Very frequently, the “normal” load test, which is done for a limited period, won’t show all issues. A manufacturing operation normally lasts days, weeks, and months. For instance, an eCommerce application should be available 24 / 7 and a stock exchange app will run continuously during working days. The length of a soak test should have a connection with the system operating mode being tested.

The purpose of soak testing is to identify performance testing strategy issues that only emerge after a long time. During soak testing, we’re asking questions such as:

  • If the machine operates over time, is there a continuous deterioration in response time?

Doesn’t the machine resource display depletion in short runs, but will it occur when the test runs long? Memory consumptions, free storage space, managing computers, etc. 

For example,

Is there a recurrent mechanism that influences the system’s output but can only be observed while it runs long? Exporting the data into third-party applications, for example, a recovery process that takes place once every day.

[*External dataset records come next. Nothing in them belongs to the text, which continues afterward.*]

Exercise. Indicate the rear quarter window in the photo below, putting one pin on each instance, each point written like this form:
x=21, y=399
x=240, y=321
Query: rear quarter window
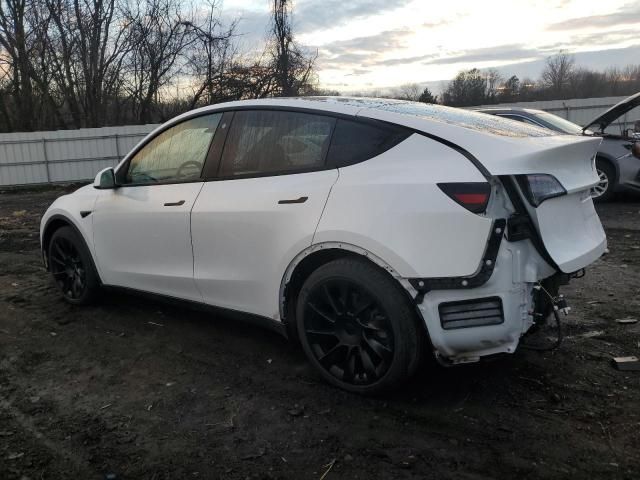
x=355, y=142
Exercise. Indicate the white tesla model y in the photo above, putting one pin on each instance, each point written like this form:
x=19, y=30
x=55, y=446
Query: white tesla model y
x=368, y=230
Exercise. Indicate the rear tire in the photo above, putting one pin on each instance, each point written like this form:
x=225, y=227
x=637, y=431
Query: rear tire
x=604, y=190
x=72, y=268
x=357, y=327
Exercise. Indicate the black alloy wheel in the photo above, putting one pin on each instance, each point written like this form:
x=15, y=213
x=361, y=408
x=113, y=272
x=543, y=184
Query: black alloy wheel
x=357, y=326
x=349, y=332
x=71, y=267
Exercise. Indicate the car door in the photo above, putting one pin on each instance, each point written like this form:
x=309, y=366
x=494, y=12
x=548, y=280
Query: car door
x=142, y=229
x=262, y=208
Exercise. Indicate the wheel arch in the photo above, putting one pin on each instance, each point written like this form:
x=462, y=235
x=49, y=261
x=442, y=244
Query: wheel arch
x=54, y=223
x=313, y=257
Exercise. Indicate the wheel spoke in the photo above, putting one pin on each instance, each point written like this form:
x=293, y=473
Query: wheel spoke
x=368, y=365
x=378, y=348
x=321, y=313
x=320, y=333
x=362, y=309
x=59, y=250
x=330, y=300
x=344, y=296
x=349, y=365
x=57, y=260
x=348, y=331
x=326, y=359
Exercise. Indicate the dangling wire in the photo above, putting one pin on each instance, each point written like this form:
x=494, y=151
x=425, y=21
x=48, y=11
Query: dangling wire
x=554, y=303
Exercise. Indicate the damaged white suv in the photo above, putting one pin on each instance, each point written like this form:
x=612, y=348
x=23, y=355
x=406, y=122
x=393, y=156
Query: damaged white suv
x=366, y=229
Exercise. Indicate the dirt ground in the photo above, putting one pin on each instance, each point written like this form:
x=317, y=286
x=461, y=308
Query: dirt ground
x=136, y=389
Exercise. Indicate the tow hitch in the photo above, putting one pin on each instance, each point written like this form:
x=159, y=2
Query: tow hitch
x=557, y=304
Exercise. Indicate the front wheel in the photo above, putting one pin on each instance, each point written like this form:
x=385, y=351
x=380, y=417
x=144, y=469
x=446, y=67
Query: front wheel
x=357, y=327
x=71, y=267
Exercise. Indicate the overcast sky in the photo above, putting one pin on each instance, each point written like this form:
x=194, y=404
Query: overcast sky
x=364, y=44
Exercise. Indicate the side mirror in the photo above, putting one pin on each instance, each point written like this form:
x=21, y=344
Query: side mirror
x=105, y=180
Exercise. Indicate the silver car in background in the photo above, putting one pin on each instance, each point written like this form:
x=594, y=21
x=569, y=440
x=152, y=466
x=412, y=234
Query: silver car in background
x=618, y=158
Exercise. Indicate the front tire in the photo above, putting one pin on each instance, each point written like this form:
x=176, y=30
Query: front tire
x=71, y=267
x=357, y=327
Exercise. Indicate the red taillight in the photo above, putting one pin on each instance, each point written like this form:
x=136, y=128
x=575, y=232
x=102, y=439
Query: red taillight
x=473, y=196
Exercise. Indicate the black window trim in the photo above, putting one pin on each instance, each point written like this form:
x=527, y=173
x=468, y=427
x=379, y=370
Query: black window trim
x=207, y=176
x=125, y=165
x=514, y=116
x=274, y=173
x=317, y=112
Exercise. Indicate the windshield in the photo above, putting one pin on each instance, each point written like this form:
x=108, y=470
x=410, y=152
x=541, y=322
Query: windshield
x=560, y=123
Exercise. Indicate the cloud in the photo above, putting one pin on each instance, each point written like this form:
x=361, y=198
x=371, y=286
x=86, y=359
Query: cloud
x=627, y=15
x=503, y=52
x=315, y=15
x=362, y=51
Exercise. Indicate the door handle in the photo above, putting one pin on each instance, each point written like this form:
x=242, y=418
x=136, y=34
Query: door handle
x=296, y=200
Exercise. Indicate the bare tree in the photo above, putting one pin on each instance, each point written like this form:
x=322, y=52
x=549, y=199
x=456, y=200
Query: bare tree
x=558, y=71
x=494, y=80
x=292, y=69
x=210, y=56
x=15, y=40
x=160, y=34
x=409, y=91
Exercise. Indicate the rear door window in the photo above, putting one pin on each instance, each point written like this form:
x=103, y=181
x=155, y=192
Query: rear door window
x=355, y=142
x=175, y=155
x=263, y=142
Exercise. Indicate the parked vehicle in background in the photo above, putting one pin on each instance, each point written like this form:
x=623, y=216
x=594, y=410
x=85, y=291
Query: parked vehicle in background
x=617, y=161
x=366, y=229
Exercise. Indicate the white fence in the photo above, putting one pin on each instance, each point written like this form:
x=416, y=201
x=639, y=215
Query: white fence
x=69, y=155
x=64, y=155
x=580, y=110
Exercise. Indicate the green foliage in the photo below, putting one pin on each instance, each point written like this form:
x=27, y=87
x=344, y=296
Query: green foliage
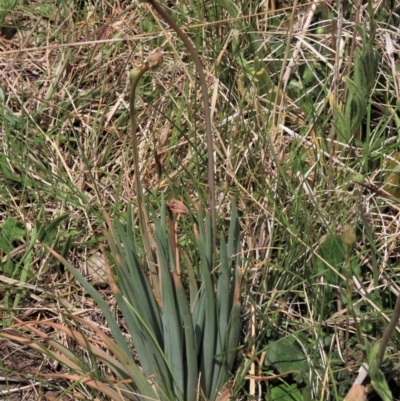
x=20, y=270
x=285, y=356
x=5, y=7
x=378, y=379
x=364, y=76
x=332, y=254
x=285, y=392
x=185, y=336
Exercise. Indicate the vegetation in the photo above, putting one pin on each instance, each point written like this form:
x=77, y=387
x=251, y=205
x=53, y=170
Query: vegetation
x=129, y=271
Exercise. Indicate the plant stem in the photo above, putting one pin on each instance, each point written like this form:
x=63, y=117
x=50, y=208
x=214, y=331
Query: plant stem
x=204, y=89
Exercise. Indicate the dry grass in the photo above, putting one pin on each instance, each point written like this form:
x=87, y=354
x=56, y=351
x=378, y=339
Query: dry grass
x=65, y=143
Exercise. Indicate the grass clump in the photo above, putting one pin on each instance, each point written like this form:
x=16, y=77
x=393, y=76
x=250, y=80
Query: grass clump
x=293, y=126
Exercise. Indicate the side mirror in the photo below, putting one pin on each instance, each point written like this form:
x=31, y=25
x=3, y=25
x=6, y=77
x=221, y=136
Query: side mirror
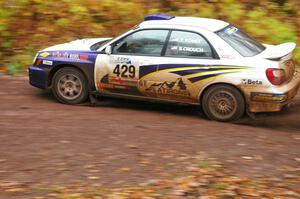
x=108, y=50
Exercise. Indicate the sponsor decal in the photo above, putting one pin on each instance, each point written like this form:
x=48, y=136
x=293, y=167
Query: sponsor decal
x=194, y=73
x=44, y=54
x=268, y=97
x=121, y=60
x=187, y=40
x=48, y=62
x=127, y=82
x=70, y=56
x=251, y=82
x=187, y=49
x=177, y=88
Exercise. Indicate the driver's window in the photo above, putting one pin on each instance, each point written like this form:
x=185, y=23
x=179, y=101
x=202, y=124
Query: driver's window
x=145, y=42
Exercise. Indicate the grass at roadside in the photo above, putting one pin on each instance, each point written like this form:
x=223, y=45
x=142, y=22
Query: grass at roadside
x=202, y=179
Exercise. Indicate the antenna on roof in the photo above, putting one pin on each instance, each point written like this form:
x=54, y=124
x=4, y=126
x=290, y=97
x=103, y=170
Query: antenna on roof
x=158, y=17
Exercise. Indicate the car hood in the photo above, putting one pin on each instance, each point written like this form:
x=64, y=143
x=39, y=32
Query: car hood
x=277, y=51
x=80, y=44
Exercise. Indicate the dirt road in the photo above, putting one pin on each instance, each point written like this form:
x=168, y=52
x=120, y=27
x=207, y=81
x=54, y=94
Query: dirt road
x=124, y=142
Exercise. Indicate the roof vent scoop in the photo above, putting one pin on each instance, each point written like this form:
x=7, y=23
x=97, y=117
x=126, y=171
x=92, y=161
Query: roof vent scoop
x=158, y=17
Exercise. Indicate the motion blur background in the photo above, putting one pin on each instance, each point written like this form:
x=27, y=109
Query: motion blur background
x=27, y=26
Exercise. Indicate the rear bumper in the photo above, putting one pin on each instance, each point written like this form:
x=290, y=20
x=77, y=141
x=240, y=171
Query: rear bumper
x=275, y=100
x=38, y=77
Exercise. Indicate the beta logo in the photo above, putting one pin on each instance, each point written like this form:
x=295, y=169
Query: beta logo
x=251, y=82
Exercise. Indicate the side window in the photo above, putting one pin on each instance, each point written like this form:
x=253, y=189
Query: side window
x=145, y=42
x=188, y=44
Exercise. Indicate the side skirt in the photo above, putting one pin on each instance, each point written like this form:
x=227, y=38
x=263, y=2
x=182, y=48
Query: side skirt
x=140, y=98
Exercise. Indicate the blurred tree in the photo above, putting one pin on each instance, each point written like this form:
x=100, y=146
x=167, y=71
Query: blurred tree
x=29, y=25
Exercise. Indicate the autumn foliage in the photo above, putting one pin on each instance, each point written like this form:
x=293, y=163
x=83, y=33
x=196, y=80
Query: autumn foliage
x=27, y=26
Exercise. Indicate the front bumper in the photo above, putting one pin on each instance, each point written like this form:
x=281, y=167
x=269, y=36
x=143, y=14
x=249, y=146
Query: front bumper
x=275, y=100
x=38, y=76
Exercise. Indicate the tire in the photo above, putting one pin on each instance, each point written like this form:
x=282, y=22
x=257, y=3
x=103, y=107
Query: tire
x=223, y=103
x=70, y=86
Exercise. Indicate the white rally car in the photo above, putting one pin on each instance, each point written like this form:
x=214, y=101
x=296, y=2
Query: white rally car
x=184, y=60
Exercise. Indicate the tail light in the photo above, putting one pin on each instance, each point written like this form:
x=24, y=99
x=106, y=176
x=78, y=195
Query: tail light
x=275, y=75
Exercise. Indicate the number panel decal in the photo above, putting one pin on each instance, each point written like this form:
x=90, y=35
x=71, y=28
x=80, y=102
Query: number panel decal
x=124, y=71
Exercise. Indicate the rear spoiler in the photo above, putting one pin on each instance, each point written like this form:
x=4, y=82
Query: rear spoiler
x=278, y=51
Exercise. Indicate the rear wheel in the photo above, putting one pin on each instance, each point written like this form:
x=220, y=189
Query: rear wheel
x=70, y=86
x=223, y=103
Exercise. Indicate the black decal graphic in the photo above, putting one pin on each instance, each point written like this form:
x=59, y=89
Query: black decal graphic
x=177, y=88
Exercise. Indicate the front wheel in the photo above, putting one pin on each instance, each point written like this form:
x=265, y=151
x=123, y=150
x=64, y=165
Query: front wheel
x=70, y=86
x=223, y=103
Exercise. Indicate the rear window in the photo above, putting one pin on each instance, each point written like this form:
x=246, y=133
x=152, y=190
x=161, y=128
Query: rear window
x=240, y=41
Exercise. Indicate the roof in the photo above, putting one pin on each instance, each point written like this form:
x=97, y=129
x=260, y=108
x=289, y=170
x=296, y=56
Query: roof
x=206, y=23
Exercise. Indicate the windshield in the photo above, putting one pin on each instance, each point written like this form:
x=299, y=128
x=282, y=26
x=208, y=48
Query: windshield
x=240, y=41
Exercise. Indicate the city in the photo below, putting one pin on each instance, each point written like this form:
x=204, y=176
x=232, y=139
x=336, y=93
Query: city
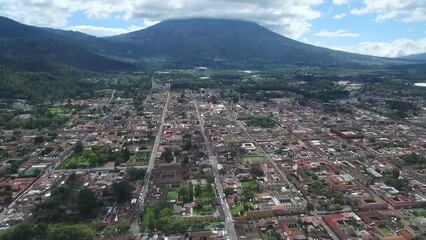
x=217, y=163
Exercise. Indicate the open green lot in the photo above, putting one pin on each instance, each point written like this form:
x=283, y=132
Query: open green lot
x=253, y=159
x=173, y=195
x=141, y=156
x=56, y=110
x=236, y=211
x=77, y=162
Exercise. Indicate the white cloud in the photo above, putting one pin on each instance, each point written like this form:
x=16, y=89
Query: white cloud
x=404, y=10
x=291, y=17
x=338, y=33
x=340, y=16
x=398, y=48
x=340, y=2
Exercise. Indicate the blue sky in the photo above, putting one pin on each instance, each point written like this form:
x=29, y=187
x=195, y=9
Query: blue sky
x=389, y=28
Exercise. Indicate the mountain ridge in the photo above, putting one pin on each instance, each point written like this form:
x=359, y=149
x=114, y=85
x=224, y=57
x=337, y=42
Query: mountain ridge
x=183, y=43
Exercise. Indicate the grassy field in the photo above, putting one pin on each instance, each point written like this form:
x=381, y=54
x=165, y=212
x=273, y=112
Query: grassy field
x=141, y=157
x=237, y=210
x=56, y=110
x=204, y=212
x=76, y=162
x=385, y=230
x=253, y=159
x=173, y=195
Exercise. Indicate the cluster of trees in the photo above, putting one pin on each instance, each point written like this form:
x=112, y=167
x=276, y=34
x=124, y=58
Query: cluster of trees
x=414, y=159
x=40, y=118
x=135, y=173
x=123, y=191
x=96, y=156
x=392, y=178
x=87, y=203
x=186, y=193
x=167, y=155
x=161, y=217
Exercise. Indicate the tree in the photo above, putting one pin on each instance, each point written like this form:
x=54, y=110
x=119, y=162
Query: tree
x=183, y=193
x=87, y=201
x=70, y=232
x=191, y=192
x=310, y=207
x=228, y=191
x=123, y=190
x=198, y=191
x=38, y=140
x=79, y=147
x=126, y=154
x=135, y=173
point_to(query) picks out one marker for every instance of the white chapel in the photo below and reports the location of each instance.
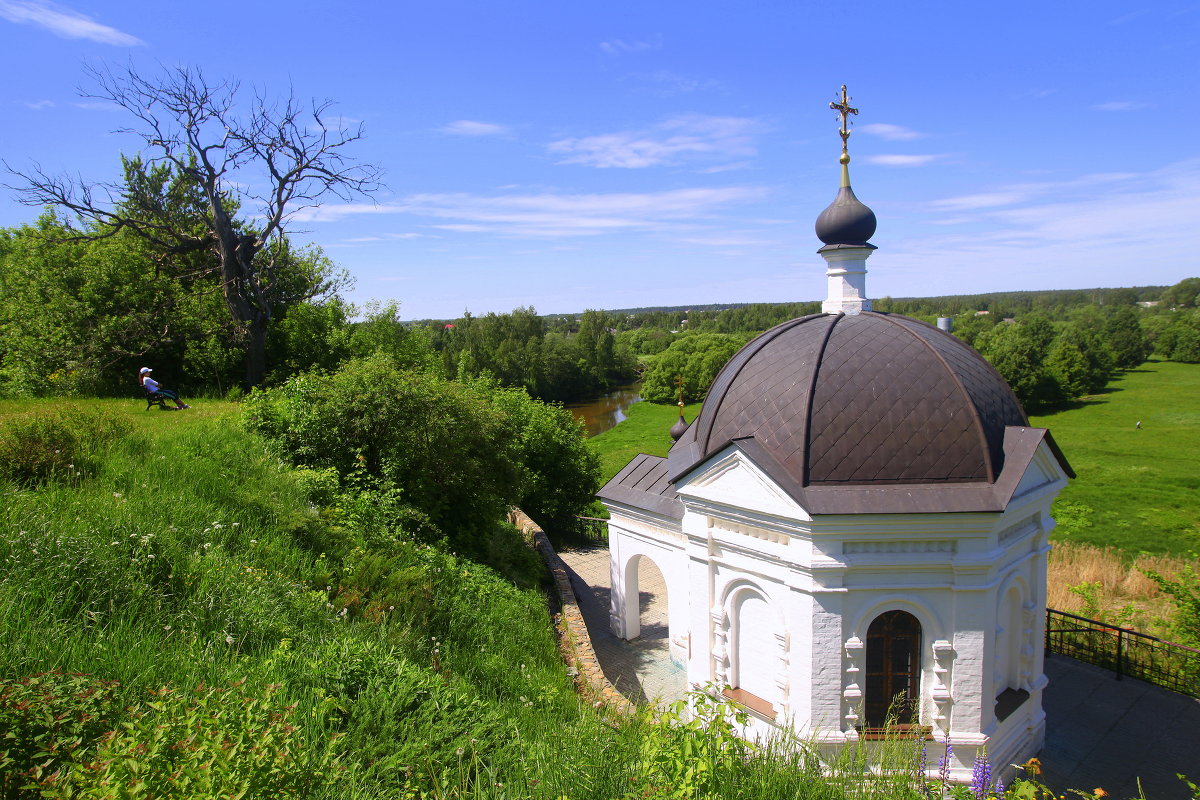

We are checking for improvements in device actions while we run soak tests. The example below shows how steady the load is for some time, but a memory leak (=green line) persists. This memory leak could not impact the system, but the structure might fail after a while. (The following example is shorter than a standard soak test that lasts for hours, days, and even weeks.)

Another case of usage seen below is the constant load scale, but then there is a memory increase (red line) after 50 minutes of the test, which hurts the output. It is how a regular background routine influences the machine at the start of the operation. (It will take even more time again in a true soak test).

Conclusion

If there is one message from these types of performance testing, it that is—too many performance engineers don’t care enough about what the targets of each test are, or what the objectives of the device under test are. Be sure we have concrete expectations for our experiments before we engage in complicated, time-consuming scenarios.